To be sure, some progress is being made. Look at the charts from the Bureau of Labor Statistics and you'll see creeping improvements in the jobs numbers over the past few years. But the National Conference of State Legislatures in its spring report said while most states are no longer teetering on the edge of economic calamity, there is still "a dose of uncertainty, as states continue to plod their way through an extended economic recovery."

What everyone wants, of course, is "full employment." That's a term economists don't like much because while it describes a simple idea (everyone who wants a job has one), the details are squishy. For starters, "full employment" does not and will never mean 0 percent unemployment. People are always changing jobs, looking for new positions, or taking breaks, so some percentage of the population is expected to be out of work at any given time.

Furthermore, some economists -- not many, but some -- believe that whenever an unemployment rate stabilizes for a period of years at any number, like say 7 percent or above, that is by definition "full employment" because the economy is essentially "full" of workers or it would hire more.

William Dickens, however, is not one of them. "I have a lot of problems with that."

Dickens is a distinguished professor of economics at Northeastern University in Boston, who has written and researched extensively into the causes and effects of unemployment. "Before the recession, (full employment) was typically estimated to be in the range of 4 to 6 percent. Since the recession, there are indications that number may have gone up. My own estimates suggest it is somewhere between 5 and perhaps a little bit over 6 percent now, although nowhere near 7 or 7½ percent."

The ways in which those numbers can change are complicated. Imagine a chalkboard filled with elaborate, baffling equations and you'll get the gist even if you don't get the picture.

But it all comes down to the idea that 7 percent is not even close to "full employment" in the eyes of most economists, and some parts of the population are disastrously far from even that mark. Last year, for example, African-American males faced an unemployment rate of 15 percent.

And here is the thing: Young workers -- all those bright-eyed, optimistic kids with their iPhones -- who are being pounded by the employment situation now, will likely never recover from the beating. Read that again: They will never recover. "There is evidence that entering a troubled labor market has a permanent scarring effect," Dickens says. "Somebody who enters a labor market during a downturn, they're going to see lower wages throughout their career."

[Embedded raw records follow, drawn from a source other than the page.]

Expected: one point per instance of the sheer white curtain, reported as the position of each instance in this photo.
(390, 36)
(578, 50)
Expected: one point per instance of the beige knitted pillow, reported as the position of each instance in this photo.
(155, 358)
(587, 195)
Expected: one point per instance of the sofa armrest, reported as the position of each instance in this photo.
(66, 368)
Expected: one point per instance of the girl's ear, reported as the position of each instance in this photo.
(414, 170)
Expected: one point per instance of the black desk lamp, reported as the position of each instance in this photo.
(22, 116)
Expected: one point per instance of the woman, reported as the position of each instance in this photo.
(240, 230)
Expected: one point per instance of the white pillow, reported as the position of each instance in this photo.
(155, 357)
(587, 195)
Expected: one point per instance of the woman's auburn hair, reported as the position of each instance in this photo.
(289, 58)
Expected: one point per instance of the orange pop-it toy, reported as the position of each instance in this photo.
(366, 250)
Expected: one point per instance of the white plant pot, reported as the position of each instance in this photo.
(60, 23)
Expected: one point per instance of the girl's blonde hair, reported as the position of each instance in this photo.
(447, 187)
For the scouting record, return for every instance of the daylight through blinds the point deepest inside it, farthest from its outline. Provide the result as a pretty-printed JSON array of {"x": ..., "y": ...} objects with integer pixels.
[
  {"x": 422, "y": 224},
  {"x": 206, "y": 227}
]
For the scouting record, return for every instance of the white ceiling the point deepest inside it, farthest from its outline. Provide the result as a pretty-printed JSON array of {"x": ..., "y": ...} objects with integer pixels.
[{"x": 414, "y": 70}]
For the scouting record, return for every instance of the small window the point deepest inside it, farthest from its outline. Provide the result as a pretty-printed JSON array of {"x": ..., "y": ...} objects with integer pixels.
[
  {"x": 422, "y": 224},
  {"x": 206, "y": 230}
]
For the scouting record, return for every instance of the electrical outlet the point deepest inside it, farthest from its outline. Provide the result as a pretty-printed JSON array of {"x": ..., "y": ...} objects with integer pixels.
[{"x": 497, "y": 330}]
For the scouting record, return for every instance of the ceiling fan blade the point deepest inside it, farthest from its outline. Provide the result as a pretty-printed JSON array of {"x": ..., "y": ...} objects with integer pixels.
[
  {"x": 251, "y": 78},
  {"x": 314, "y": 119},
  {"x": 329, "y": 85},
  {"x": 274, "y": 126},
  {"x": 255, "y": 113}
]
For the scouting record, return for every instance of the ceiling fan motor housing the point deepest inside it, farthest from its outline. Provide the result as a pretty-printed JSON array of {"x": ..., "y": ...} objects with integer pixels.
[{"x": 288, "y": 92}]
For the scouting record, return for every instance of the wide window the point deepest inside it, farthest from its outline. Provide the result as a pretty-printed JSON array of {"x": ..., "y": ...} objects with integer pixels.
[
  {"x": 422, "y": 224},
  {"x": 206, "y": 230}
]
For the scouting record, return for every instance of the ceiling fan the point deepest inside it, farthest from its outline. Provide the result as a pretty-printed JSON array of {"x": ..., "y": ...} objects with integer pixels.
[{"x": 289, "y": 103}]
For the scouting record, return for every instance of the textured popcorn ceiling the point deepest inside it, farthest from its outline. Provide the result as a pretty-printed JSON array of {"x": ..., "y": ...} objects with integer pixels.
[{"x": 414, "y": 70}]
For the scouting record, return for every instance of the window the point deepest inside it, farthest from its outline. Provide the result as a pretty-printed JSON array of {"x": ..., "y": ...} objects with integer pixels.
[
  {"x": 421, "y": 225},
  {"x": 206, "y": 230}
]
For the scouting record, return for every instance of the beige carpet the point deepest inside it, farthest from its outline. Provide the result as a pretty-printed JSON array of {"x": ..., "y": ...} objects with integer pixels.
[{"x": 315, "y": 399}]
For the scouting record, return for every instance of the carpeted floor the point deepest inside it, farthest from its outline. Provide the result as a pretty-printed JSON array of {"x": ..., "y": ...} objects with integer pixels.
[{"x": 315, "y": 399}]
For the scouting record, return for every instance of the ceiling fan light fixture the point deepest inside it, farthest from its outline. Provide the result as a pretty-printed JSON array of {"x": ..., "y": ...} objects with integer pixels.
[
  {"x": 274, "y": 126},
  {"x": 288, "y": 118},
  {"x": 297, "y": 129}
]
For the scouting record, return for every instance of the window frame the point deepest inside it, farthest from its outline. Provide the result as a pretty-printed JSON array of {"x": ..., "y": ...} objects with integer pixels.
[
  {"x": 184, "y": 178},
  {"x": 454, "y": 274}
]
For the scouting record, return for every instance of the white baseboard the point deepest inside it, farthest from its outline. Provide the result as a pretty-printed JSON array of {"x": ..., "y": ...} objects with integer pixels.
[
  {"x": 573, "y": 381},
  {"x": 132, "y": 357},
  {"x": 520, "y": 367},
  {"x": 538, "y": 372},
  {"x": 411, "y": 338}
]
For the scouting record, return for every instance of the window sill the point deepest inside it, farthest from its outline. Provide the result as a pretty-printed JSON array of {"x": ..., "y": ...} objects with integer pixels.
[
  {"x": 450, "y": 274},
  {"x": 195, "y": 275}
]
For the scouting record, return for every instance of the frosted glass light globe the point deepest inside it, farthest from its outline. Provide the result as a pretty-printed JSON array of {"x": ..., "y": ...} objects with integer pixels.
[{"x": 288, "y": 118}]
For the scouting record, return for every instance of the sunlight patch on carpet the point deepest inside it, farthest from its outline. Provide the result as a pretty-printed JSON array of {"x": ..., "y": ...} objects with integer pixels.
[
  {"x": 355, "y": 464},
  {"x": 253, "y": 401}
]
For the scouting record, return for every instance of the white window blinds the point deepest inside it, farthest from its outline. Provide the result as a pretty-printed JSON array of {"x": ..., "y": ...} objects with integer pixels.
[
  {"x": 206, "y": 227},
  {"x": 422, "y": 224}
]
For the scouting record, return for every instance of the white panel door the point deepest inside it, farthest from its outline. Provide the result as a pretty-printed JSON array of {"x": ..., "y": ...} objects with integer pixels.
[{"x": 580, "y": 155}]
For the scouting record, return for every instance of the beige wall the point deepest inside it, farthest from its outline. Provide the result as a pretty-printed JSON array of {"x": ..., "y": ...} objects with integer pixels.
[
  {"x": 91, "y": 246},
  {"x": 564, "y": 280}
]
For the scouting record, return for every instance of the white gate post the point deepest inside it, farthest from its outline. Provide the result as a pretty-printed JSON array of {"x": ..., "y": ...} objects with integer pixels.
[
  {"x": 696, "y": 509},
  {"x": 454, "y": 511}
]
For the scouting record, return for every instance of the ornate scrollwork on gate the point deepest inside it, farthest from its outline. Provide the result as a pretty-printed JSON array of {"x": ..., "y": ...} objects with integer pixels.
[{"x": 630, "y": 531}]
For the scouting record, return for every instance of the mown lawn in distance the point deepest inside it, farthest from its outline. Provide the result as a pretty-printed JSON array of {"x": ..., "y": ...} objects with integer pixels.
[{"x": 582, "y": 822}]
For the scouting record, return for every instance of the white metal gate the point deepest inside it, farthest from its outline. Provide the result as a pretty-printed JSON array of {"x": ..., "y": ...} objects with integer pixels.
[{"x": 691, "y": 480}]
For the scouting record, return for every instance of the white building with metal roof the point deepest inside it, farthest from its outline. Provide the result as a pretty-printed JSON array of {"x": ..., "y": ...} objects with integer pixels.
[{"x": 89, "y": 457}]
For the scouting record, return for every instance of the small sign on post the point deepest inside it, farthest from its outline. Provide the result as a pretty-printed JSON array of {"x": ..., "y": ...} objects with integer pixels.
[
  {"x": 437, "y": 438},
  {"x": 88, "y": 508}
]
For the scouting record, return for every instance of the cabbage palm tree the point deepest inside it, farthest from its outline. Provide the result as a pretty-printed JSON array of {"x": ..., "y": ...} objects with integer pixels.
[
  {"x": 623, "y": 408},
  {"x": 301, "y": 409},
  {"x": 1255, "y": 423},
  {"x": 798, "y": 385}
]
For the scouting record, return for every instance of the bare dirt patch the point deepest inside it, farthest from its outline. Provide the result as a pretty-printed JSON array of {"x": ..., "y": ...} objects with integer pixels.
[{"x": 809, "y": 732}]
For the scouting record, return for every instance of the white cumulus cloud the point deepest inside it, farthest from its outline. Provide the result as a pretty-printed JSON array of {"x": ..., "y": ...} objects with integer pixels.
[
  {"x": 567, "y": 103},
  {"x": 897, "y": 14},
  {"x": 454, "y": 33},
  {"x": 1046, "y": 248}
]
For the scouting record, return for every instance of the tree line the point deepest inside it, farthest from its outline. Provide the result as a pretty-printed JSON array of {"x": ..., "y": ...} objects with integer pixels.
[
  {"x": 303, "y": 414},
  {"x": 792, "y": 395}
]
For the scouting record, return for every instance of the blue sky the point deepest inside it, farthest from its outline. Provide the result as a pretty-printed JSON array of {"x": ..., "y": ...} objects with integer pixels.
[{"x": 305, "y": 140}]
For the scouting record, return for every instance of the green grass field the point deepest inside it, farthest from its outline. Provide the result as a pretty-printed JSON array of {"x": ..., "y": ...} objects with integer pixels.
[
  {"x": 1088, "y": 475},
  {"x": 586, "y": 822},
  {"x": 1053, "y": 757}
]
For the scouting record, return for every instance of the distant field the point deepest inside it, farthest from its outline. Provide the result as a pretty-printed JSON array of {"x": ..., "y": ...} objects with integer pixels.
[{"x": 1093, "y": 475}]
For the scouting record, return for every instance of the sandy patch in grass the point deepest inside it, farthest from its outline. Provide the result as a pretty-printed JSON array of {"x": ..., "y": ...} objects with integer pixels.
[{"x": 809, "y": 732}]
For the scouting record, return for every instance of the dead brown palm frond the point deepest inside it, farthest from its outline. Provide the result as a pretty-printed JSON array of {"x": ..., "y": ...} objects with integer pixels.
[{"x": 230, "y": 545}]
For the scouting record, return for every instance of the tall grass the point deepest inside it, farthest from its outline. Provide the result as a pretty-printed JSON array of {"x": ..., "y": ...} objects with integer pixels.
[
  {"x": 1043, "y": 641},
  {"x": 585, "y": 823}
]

All that is the damning legacy of that stubborn 7 percent-plus that keeps coming out each month. Blame whomever you wish politically, but even if the number has started looking benign after all these months, there is no denying the economic tidal wave rumbling beneath it.

Even now, it is washing around Lolanda Ohene, as she stands on the riverbank while her friend Vernon Glenn roams up. He is 27, works in a factory and has a strategy for economic survival: "Just got to try to keep your head up high and save all you can, if you can."

She smiles and turns back to the river. Until that number changes, it is as good a plan as any.